Plaza related an off-screen running gag Cera entertained the cast with. “He always had a water bottle in his hand and he was like, ‘Whenever I tell a lie, I’m going to drop this bottle.’ He kept that up for the rest of the shoot,” she recalled. “So, he’d be like, ‘You look really nice today.” She then dropped a nearby water bottle, mimicking Cera’s physical punchline. “That was an everyday thing.”
“Almost all of my stuff is with Michael,” Culkin said of his scenes in the movie. “Of the three months I was there, we shot almost all of my stuff within the first four or five weeks and then the rest of it was mostly sitting around and watching fight sequences.”
After a pause, he quipped, “And collecting a pay check. It was nice.”
The group also sat out all of the film’s fight scenes, which they found had its advantages and disadvantages. “I’m upset that we didn’t get to kick ass, not upset that we didn’t hang on wires,” Kendrick opined. “They’re very different things.”
“I was cool with not doing any of it,” added Culkin.
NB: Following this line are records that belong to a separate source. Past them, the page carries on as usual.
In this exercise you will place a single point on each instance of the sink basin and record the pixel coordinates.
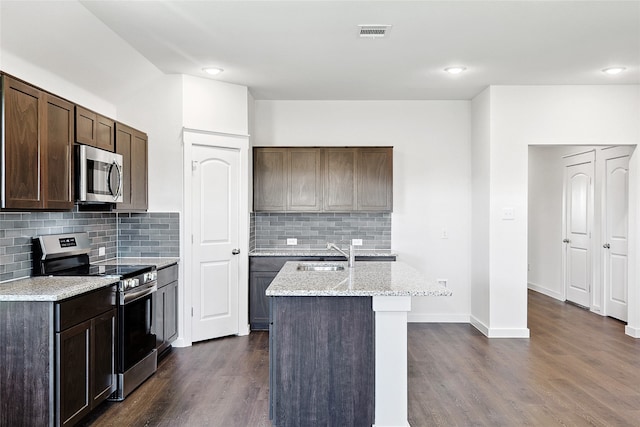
(320, 267)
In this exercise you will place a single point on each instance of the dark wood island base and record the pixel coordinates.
(322, 361)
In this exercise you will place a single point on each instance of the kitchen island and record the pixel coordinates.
(338, 342)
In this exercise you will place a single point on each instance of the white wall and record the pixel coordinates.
(480, 149)
(215, 106)
(432, 177)
(542, 115)
(156, 109)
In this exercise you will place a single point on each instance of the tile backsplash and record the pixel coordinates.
(314, 230)
(149, 235)
(131, 235)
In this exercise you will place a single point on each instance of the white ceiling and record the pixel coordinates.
(311, 49)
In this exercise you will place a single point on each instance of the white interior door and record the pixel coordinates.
(578, 223)
(616, 205)
(215, 230)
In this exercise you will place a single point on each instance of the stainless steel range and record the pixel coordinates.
(136, 358)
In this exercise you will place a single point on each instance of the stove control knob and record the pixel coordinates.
(129, 283)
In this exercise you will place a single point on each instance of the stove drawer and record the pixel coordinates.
(75, 310)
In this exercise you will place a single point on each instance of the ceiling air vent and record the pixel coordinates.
(374, 31)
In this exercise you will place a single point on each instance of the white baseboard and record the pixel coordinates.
(499, 332)
(180, 343)
(476, 323)
(545, 291)
(437, 318)
(632, 332)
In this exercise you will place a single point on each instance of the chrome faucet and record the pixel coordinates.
(351, 257)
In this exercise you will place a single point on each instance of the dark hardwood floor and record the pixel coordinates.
(577, 369)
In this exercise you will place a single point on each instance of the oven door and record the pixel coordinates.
(135, 319)
(99, 175)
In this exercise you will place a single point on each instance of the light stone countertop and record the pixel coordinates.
(318, 252)
(57, 288)
(51, 288)
(365, 279)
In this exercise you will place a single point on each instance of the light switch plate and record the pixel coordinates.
(508, 213)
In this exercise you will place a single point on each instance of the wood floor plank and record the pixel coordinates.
(577, 369)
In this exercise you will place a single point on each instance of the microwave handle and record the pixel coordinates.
(118, 191)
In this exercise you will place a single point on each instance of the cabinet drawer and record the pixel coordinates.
(167, 275)
(83, 307)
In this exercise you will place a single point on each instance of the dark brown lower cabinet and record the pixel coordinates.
(165, 307)
(57, 358)
(321, 361)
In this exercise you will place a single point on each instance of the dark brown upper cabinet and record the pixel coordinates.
(326, 179)
(94, 129)
(375, 179)
(340, 185)
(270, 179)
(38, 145)
(132, 145)
(287, 179)
(304, 180)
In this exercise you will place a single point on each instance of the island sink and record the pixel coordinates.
(308, 266)
(338, 343)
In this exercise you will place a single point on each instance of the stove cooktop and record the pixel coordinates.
(115, 270)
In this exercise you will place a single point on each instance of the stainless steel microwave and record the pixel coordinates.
(98, 175)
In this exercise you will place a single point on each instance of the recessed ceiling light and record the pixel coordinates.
(213, 71)
(455, 70)
(613, 70)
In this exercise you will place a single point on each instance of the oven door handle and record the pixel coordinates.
(130, 297)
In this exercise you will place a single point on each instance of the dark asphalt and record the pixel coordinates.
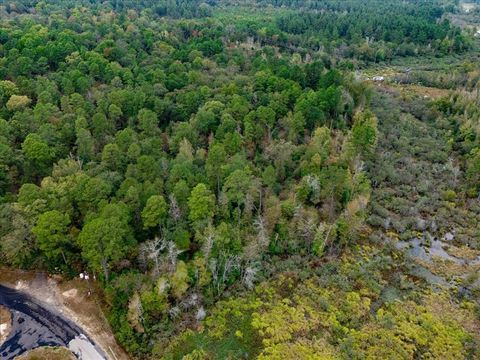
(33, 325)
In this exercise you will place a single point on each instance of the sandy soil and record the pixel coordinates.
(5, 323)
(77, 299)
(47, 353)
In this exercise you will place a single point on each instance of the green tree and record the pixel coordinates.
(107, 239)
(201, 204)
(51, 231)
(154, 212)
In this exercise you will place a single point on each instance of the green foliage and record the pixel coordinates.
(51, 231)
(154, 211)
(186, 151)
(201, 204)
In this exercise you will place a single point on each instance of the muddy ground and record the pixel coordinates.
(5, 324)
(77, 299)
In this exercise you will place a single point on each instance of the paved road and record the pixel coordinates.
(33, 325)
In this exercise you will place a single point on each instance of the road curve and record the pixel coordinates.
(33, 325)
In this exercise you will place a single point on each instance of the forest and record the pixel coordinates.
(238, 189)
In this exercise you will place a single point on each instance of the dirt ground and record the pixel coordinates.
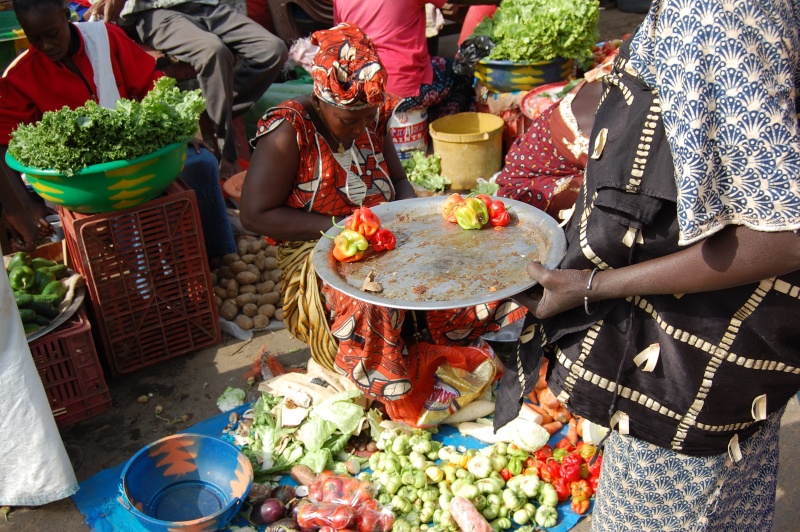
(189, 385)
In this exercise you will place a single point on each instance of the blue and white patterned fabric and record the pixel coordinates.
(646, 487)
(726, 73)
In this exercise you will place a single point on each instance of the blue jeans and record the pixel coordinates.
(201, 173)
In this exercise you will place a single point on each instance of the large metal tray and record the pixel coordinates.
(438, 265)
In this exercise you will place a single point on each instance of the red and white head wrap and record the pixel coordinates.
(347, 72)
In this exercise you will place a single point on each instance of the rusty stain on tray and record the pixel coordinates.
(437, 264)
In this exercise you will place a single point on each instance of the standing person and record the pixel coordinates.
(35, 469)
(671, 320)
(324, 155)
(94, 61)
(236, 59)
(397, 27)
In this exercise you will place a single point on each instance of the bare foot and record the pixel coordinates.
(228, 168)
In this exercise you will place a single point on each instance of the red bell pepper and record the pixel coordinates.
(449, 207)
(544, 453)
(349, 246)
(551, 471)
(580, 489)
(562, 489)
(383, 240)
(498, 214)
(363, 221)
(487, 199)
(571, 468)
(579, 505)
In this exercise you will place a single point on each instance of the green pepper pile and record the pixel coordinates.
(418, 476)
(38, 289)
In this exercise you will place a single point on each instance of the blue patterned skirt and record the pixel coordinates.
(644, 487)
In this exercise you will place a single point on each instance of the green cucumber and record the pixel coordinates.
(45, 309)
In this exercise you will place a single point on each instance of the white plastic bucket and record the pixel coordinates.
(409, 130)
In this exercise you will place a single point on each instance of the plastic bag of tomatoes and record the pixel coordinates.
(341, 489)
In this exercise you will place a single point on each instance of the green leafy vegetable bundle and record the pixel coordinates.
(541, 30)
(426, 171)
(68, 140)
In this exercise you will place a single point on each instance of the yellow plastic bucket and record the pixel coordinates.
(470, 145)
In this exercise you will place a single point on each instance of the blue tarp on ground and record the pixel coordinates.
(97, 497)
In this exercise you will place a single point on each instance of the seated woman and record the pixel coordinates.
(545, 165)
(323, 155)
(69, 64)
(398, 28)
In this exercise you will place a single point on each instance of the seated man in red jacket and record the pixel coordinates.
(69, 64)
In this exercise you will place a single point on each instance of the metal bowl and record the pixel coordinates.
(438, 265)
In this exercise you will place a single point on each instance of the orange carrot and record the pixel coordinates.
(572, 431)
(546, 418)
(553, 427)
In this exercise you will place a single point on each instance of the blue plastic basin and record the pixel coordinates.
(186, 481)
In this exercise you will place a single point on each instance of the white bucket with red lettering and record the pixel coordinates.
(409, 130)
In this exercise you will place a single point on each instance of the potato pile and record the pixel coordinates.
(247, 285)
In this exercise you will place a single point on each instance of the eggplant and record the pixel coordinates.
(287, 524)
(285, 494)
(267, 512)
(258, 492)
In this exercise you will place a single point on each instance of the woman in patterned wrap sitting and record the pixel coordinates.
(672, 317)
(323, 155)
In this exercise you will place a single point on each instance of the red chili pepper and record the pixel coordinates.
(562, 489)
(594, 468)
(498, 214)
(580, 489)
(571, 468)
(383, 240)
(363, 221)
(544, 453)
(579, 505)
(594, 482)
(349, 246)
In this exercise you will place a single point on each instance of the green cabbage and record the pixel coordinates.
(68, 140)
(541, 30)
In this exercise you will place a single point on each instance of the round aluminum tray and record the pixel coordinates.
(438, 265)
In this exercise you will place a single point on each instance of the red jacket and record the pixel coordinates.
(33, 84)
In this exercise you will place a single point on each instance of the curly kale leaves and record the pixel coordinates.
(68, 140)
(541, 30)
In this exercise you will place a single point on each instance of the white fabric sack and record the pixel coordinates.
(35, 468)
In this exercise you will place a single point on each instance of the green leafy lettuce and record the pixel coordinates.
(315, 443)
(68, 140)
(541, 30)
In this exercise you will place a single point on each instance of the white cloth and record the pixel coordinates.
(35, 468)
(95, 42)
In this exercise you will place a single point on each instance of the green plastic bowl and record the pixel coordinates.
(111, 186)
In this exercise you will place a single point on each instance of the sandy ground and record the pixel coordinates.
(189, 385)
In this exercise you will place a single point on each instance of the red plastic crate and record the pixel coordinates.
(148, 279)
(70, 371)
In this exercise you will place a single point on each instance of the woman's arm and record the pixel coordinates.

Many of Kendrick’s scenes consisted of split-screen shots simulating Scott and Stacey on the phone. The actors shot their parts separately, with Kendrick getting a voice track of Cera through an earpiece. “It was like having a conversation with someone really inconsiderate because ‘he’ kept interrupting me,” she joked. “Or I’d say [the line] too fast and there would be a long pause. I was like, ‘shit.’ So, it took a long time to get right.”
Asked if the film could inspire imitations or straight up rip-offs, Plaza replied, “It’s a form of flattery, I guess. If people are ripping the movie off, that means that it did something really huge. So, bring it on.”
“We get to be really snooty about it, too if we feel like it. ‘Pfft. We’ve seen that before,'” laughed Culkin.
“And you know all the nerds will be like, ‘Hey, Aubrey Plaza did it better in ‘Scott Pilgrim,” added Kendrick.